>Hi Gregory,
>
>only character 1-4 was in the description. What ever follows follows. ::)
Yes, my mistake. I should have read the
whole message
>
>But yes you are right. At least as long loRegExp.MULTLINE is off. <g>
>
>
>BTW. I found some tome to read your link. So understand that building the machine might slow down for complex patterns. This will change the design of the use somehow. Thanks again.
The reason I mentioned the links, was to get a better understanding
how the machine works. It's a state machine. The active states are marked with a penny
As to building the machine, this example is perl related. The way we use it, it's only built each time you assign a pattern (and maybe the IgnoreCase as well ?)
But there are times I have a couple of RegEx'es active, each with a different pattern
>
>Agnes
>>hi Agnes,
>>
>>One small correction
>>
>>
>>loRegExp.PATTERN = '^PM\d\d$'
>>
>>
>>>Hi Matthew,
>>>
>>>it will not work with a signle VFP command.
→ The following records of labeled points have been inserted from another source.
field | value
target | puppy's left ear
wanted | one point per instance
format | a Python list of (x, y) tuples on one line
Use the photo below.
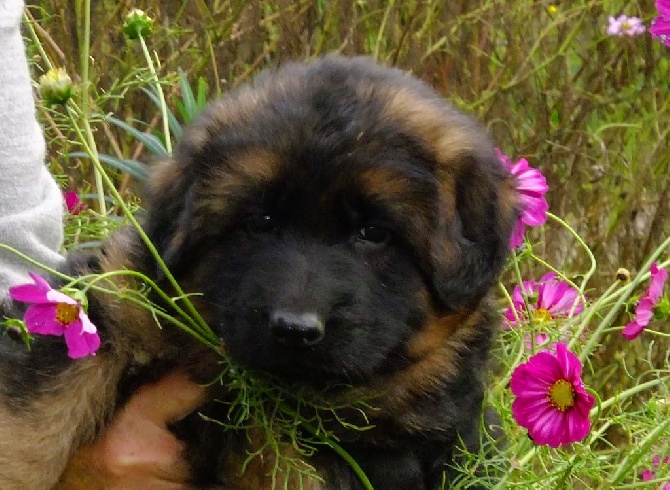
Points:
[(480, 209)]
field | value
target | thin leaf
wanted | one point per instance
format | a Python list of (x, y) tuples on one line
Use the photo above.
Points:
[(190, 105), (132, 167), (152, 144), (175, 125)]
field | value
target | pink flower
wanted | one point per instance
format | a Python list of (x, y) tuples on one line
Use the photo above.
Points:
[(546, 300), (625, 26), (650, 474), (56, 313), (551, 401), (644, 311), (531, 186), (660, 26), (73, 203)]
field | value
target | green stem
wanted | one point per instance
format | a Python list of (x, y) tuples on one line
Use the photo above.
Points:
[(161, 95), (85, 106), (145, 239), (335, 447)]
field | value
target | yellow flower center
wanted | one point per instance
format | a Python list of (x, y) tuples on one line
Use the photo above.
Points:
[(66, 314), (542, 315), (561, 395)]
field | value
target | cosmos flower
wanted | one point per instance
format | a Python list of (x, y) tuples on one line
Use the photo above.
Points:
[(625, 26), (660, 26), (546, 299), (650, 474), (644, 311), (551, 401), (73, 203), (55, 313), (531, 186)]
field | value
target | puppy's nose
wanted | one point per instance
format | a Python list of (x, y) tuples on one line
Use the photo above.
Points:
[(296, 329)]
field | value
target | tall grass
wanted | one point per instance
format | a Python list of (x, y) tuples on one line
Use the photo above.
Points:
[(590, 110)]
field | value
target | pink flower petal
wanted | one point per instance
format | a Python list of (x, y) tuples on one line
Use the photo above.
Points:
[(632, 330), (658, 279), (80, 343), (663, 7), (86, 324), (531, 383), (660, 29), (55, 296), (516, 240)]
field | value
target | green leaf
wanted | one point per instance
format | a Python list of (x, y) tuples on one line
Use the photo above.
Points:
[(188, 99), (132, 167)]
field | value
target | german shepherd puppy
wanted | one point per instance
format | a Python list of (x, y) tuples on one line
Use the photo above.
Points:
[(344, 226)]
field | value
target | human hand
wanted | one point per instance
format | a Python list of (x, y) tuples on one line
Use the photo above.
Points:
[(138, 451)]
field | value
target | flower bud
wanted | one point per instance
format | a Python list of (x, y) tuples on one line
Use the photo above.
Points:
[(138, 23), (55, 87)]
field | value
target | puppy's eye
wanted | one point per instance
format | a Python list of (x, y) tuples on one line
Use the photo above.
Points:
[(374, 234), (262, 223)]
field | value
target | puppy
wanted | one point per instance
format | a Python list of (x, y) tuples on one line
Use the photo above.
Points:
[(343, 225)]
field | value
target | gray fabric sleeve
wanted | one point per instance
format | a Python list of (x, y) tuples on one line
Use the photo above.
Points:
[(31, 205)]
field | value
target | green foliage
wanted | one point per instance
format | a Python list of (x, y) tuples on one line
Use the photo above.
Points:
[(590, 110)]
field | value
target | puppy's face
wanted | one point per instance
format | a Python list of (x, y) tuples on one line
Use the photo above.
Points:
[(330, 213)]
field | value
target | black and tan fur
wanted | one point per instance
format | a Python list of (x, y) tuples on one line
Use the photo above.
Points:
[(338, 192)]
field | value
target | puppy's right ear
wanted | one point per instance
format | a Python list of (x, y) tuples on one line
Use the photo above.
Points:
[(168, 223)]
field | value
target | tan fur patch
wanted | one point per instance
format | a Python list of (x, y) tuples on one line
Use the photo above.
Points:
[(446, 133)]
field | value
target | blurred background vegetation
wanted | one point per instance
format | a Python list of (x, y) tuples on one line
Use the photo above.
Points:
[(590, 110)]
You have only like() and this works DOS like with *? wildcards
>>>
>>>You may do something like
>>>
>>>if !(worktype='PM' and isdigit(substr(worktype,3,1)) and isdigit(substr(worktype,4,1))) then
>>>endif
>>>
>>>
>>>there is a more clever solution with regexp.
>>>
>>>loRegExp = CREATEOBJECT('VBScript.RegExp')
>>>loRegExp.PATTERN = '^PM\d\d'
>>>
>>>if !loRegExp.TEST(workplace) then
>>>...
>>>endif
>>>
>>>
>>>Agnes
>>>>Hi there,
>>>>
>>>>I'm having problems figuring out wildcards for string comparisons.
>>>>
>>>>I have a WorkType variable that is a string. It always starts with PM and then a 2 digit number. So I want to have an if statement checking it's valid. i've used this code and it doesn't work:
>>>>
>>>>If WorkType != "PM##"
>>>> lcErrorMessage = lcErrorMessage + "Work type is invalid..."
>>>>Endif
>>>>
>>>>So when valid WorkType come in (e.g. PM03, PM14) they are failing.